Contact Behaviour

The question was asked of me the other day.   How does one train confidence on equipment?

My initial response is that is takes time and repetition to build confidence, so perhaps it’s another question that needs to be asked.

Perhaps the question is “my dog doesn’t like doing the down side of the dog walk” what can I do to help him through this?

First you need to ask yourself some questions.

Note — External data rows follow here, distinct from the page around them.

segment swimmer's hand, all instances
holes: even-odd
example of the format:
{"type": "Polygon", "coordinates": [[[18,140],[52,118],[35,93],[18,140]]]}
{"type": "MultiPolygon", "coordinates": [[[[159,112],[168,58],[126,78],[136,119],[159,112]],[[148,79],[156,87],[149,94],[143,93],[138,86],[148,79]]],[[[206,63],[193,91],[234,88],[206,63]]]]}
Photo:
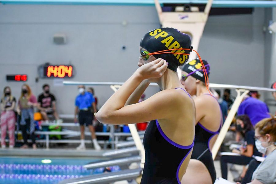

  1. Does my dog do the down part on other pieces of agility equipment?  If so, what is different about this piece?  If not, then perhaps it’s a body awareness thing and the dog doesn’t know he can use his rear feet to help brace himself as well.  And then one needs to train rear end awareness.
  2. What type of contact behaviour am I training?  Do I for this piece of equipment need to modify my expectations?   For instance, My dog Sassy has a basic 2020 for the dog walk and teeter, but a running for the a-frame.  The angles are different for each.
  3.  Is there any way that your nerves are starting to show about how this dog performs this equipment that might have some bearing on the problem?
  4. Can you lower it?
  5. Can you teach him to walk back and forth on a plank on the ground?  Can he turn in a circle while staying on the board?   Will he do so confidently?

There may be other questions to ask, but this will get you started.

Making a Small Contact Trainer

From Karen through agility-equipment yahoo group

Here are instructions for a small and cheap Contact Trainer I built
to use in my living room. Perfect for practicing our 2-on/2-offs in
the house! The dimensions are 2’x 2’when folded, and materials cost
all of $33.75 at Home Depot. Feel free to fancy up my plans in your
own way!

2 – 2’x 2′ pieces of sub-floor ($8 each, in the plywood dept.)
2 – 12″ door hinges ($5 each)
2 – eyebolts ($.50 each)
2 – s-hooks ($.25 each)
1 – 2 1/2′ piece of chain ($1.25)
1 – can of yellow spray paint ($2.50)
1 – can of blue spray paint ($2.50)

tools: screwdriver, plus a hammer-n-nail or drill to start holes
pliers to close s-hooks
time: 1 hour or less

1. lay boards flat on floor and up against each other on one edge
2. attach the two door hinges along that edge
3. attach an eyebolt to the underside of each board, 6″ up from
bottom edge and centered
4. attach chain to the eyebolts with s-hooks
5. take outside and spray paint, 10′ of yellow, 14′ of blue

There you have it!

These can also be purchased ready made. What they are good for is training contact behaviour which is really important to do. Much training is devoted to this behaviour. They are good for small backyards, in the house, and so forth. Nice for training puppies since you don’t need them to access big equipment that, being puppies, they might fall off of and hurt themselves. Mind you, an even cheaper and safer way to train contact behaviours is to use steps. Or a piece of wood that can be leaned up against different things.